Skins chairman Fuller says any damages secured in legal action against UCI will go back into clean cycling

by VeloNation Press at 8:21 AM EST   comments
Categories: Pro Cycling, Doping
 
“I have absolutely no interest in Skins landing a commercial windfall from this action”

SkinsSpeaking on his company’s decision to sue the UCI for two million US dollars, Skins chairman Jaimie Fuller has rejected suggestions that the legal move is a money-making or publicity-seeking exercise, and has pledged to donate any money secured to the fight against doping.

In a letter printed on the sports clothing company’s website, Fuller thanked those who had supported the move, and sought to clarify Skins’ position for those who questioned it.

‘I’ve had messages criticising us – and me personally – for what they see as a brazen attempt to gain publicity and to make money out of cycling’s current crisis. So I want to make our position absolutely clear,” he wrote. “Any financial gain that SKINS may be awarded from a successful lawsuit against the UCI will be put straight back into clean cycling.”

Last month, Fuller called on current UCI president Pat McQuaid to either radically overhaul cycling and give it a fresh start, or to stand down. “The Lance Armstrong scandal has exposed the sport to an embarrassing level of global disrepute,” he said then. “In short, world cycling is a mess and as President of the UCI, you and those of your colleagues charged with its executive management, must act now to restore confidence in world cycling or withdraw from office.”

Fuller said that Skins and other companies had invested ‘considerable amounts of time and money’ into the sport and that they had been left exposed by how the sport had been run.
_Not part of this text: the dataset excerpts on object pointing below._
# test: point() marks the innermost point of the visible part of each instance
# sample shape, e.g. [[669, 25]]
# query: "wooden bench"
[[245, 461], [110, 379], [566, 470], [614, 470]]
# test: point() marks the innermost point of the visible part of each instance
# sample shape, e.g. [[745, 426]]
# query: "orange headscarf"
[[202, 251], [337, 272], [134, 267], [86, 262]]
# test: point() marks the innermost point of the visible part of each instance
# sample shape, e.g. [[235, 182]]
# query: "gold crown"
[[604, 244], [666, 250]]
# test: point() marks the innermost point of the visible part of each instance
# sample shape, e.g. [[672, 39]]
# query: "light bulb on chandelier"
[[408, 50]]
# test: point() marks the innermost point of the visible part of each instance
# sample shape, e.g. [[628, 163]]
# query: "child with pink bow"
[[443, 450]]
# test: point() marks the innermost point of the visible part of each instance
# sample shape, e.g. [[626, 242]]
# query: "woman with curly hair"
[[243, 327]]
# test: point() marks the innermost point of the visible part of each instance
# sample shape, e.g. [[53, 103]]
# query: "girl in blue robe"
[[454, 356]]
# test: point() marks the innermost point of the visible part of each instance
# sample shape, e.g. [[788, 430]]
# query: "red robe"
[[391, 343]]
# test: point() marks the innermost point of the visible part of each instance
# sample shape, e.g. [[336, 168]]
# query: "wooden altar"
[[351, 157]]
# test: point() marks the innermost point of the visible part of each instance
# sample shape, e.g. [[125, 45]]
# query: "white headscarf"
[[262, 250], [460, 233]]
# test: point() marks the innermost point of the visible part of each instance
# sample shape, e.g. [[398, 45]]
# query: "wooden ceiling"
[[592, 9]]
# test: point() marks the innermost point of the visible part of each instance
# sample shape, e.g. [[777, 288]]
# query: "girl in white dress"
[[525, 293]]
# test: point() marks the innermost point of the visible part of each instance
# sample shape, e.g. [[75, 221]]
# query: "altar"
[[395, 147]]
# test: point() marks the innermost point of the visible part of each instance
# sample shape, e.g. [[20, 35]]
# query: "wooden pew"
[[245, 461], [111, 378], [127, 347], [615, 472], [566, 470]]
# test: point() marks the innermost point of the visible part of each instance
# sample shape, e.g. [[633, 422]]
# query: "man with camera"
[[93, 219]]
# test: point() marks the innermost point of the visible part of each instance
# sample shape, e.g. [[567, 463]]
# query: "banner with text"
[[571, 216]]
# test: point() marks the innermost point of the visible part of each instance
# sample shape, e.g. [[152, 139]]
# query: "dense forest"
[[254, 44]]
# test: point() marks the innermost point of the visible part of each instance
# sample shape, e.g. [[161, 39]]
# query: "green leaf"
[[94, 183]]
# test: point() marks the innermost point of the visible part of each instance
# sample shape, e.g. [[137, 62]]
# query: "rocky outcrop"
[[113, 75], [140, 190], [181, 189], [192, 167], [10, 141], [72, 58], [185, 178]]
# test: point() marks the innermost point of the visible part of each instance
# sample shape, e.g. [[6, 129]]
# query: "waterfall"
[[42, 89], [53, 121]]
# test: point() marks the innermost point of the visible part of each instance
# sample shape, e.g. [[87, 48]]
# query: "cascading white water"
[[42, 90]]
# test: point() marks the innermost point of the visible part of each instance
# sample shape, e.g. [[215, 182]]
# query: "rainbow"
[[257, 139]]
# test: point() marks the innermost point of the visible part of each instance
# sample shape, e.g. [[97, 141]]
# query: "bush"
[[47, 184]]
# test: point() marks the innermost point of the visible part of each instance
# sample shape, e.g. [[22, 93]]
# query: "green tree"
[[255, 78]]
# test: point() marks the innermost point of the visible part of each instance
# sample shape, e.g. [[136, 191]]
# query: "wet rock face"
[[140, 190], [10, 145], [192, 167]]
Skins subsequently launched legal action against the UCI, via the lawyer Cédric Aguet. The latter is also representing the journalist Paul Kimmage in his criminal complaint against the UCI, also lodged in Switzerland.

Skins’ suit said that the way the UCI had organized its anti-doping structure, their communications in that area and then the way they dealt with the Armstrong case is “the main cause for the total loss of confidence in professional cycling by the public, which harms SKINS, as well as any other sponsor or supplier.” Aguet estimated the damages to the company as exceeding $2 million.

In his most recent message on the matter, Fuller said that making money from the suit was not the goal. “I have absolutely no interest in SKINS landing a commercial windfall from this action,” he wrote. “As Chairman of a company that has invested in cycling, I simply want the sport to be governed the way it should be and led by credible, honourable people who can be trusted to clean it up. It really is as simple as that.”

Fuller thanked those who have backed the company’s stand, and said that he accepted that others had rejected the company’s action and position.

“Some people have written to tell me that despite being ‘loyal customers’ they’ll never buy another garment. You know what? That’s fine,” he wrote. “I see it as a cost worth paying if it fuels the debate and is an agent for change. Even if I can’t persuade the doubters that our intentions are genuine, I can handle it. When athletes buy our product, we like to think they’re buying into our ethos of clean, true spirited competition.”